Tuesday, December 11, 2007

Respondents would rather counsel than lock up juveniles



Poll sees hope for young offenders

Respondents would rather counsel than lock up juveniles

By Ofelia Casillas

Tribune staff reporter

December 11, 2007

Illinois residents would rather pay to counsel young offenders than incarcerate them, and keep them close to home instead of in large, distant prisons, according to a new poll.

The poll commissioned by the John D. and Catherine T. MacArthur Foundation, set for publication Tuesday, focused on four states, including Illinois.

More than nine out of every 10 respondents in Illinois said they believe young offenders have the potential to change. More than eight out of 10 favored putting more money into counseling and education and less into youth prisons.

More than six in 10 said they believe providing help after young offenders get out of prison is an effective strategy.

Many polled also believe that the juvenile justice system unfairly treats youths who are low-income and African-American or Hispanic, according to an advance summary.

The poll was conducted in September. It included surveys of 500 adults nationwide, plus separate samplings of 300 adults each in Illinois, Washington, Pennsylvania and Louisiana.

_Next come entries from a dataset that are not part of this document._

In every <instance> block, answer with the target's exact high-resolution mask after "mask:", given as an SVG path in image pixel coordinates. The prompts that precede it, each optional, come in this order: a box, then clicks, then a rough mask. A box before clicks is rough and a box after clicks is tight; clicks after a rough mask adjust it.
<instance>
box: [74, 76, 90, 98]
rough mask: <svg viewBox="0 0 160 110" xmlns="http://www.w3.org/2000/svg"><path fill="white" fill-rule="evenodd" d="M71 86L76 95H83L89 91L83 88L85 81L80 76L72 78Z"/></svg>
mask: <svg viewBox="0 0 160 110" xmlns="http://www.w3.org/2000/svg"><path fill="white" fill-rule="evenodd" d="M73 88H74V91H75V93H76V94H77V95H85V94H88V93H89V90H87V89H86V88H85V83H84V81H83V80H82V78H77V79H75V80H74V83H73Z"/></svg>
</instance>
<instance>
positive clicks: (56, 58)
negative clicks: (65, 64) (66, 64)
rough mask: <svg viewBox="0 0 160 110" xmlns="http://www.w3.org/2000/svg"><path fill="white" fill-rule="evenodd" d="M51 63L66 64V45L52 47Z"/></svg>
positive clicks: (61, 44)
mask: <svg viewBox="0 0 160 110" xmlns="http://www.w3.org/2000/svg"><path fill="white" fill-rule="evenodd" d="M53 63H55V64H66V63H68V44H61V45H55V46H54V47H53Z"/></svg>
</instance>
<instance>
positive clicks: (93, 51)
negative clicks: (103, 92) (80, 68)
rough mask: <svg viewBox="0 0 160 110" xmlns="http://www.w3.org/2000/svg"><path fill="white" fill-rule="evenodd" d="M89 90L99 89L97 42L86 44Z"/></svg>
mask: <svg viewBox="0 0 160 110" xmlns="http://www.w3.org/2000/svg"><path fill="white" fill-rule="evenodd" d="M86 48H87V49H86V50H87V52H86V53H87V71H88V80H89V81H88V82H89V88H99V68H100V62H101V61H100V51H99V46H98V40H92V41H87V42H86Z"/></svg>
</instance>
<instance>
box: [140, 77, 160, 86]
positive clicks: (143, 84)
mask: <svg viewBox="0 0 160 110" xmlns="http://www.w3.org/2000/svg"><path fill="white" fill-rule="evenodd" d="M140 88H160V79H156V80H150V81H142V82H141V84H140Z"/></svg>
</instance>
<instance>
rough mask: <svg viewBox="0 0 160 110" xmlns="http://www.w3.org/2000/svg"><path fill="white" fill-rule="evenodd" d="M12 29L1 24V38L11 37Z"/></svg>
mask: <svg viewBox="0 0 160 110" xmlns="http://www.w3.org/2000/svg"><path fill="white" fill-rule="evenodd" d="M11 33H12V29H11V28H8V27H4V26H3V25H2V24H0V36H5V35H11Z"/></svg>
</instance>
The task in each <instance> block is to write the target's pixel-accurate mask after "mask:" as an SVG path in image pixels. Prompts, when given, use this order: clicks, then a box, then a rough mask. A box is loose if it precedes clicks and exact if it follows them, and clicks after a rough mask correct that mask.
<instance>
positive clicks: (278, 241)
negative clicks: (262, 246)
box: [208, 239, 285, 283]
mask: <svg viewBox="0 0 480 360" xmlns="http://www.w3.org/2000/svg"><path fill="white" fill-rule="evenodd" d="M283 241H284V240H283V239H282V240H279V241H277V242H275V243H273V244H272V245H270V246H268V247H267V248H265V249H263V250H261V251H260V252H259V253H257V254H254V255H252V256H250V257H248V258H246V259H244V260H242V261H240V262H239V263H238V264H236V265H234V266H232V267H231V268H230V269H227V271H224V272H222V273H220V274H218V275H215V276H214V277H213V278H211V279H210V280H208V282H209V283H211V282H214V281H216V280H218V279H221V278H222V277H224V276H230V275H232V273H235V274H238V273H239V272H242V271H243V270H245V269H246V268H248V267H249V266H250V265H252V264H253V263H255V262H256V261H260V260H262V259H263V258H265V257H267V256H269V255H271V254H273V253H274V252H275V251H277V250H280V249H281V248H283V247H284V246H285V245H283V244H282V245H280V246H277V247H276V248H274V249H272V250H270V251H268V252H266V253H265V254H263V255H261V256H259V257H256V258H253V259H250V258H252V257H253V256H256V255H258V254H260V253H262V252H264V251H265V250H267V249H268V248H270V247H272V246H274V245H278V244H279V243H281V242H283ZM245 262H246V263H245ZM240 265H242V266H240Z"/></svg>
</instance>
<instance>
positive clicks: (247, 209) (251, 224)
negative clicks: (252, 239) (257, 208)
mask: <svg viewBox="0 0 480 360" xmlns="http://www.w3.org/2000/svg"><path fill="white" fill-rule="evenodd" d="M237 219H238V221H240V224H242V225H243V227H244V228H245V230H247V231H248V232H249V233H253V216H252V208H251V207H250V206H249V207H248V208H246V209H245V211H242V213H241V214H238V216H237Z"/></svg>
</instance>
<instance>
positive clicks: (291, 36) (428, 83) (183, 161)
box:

The margin of error for Illinois responses was plus or minus 5.7 percent.

Illinois juvenile justice experts said the poll shows the public's feelings are in line with recent research on the most effective approach to juvenile offenders.

Diane Geraghty, director of the Civitas ChildLaw Center at Loyola University Chicago School of Law, said the responses show the public understands that youths should be held accountable, while understanding they are different from adults and require different treatment.

"These are not incompatible ideas. It's not an either-or proposition that you are tough on juvenile crime or you're soft on juvenile crime," Geraghty said.

Paul Wolff, senior executive at Chicago Metropolis 2020, said the poll suggests Illinois residents are in tune with public officials who recently created a new state department for juvenile corrections.

"It's an incremental recognition that these are kids that can be saved and made productive citizens. It's a lot less expensive in terms of the human toll, as well as the taxpayer toll, to get these kids back into society," Wolff said. "We're on a trajectory here where the more that people hear about this and learn about it and think about it, the more the policies are going to change for the better."

A separate survey commissioned by the MacArthur Foundation, also set for release Tuesday, found that national respondents, given the choice between paying for rehabilitation or paying for incarceration, would rather spend for rehabilitation.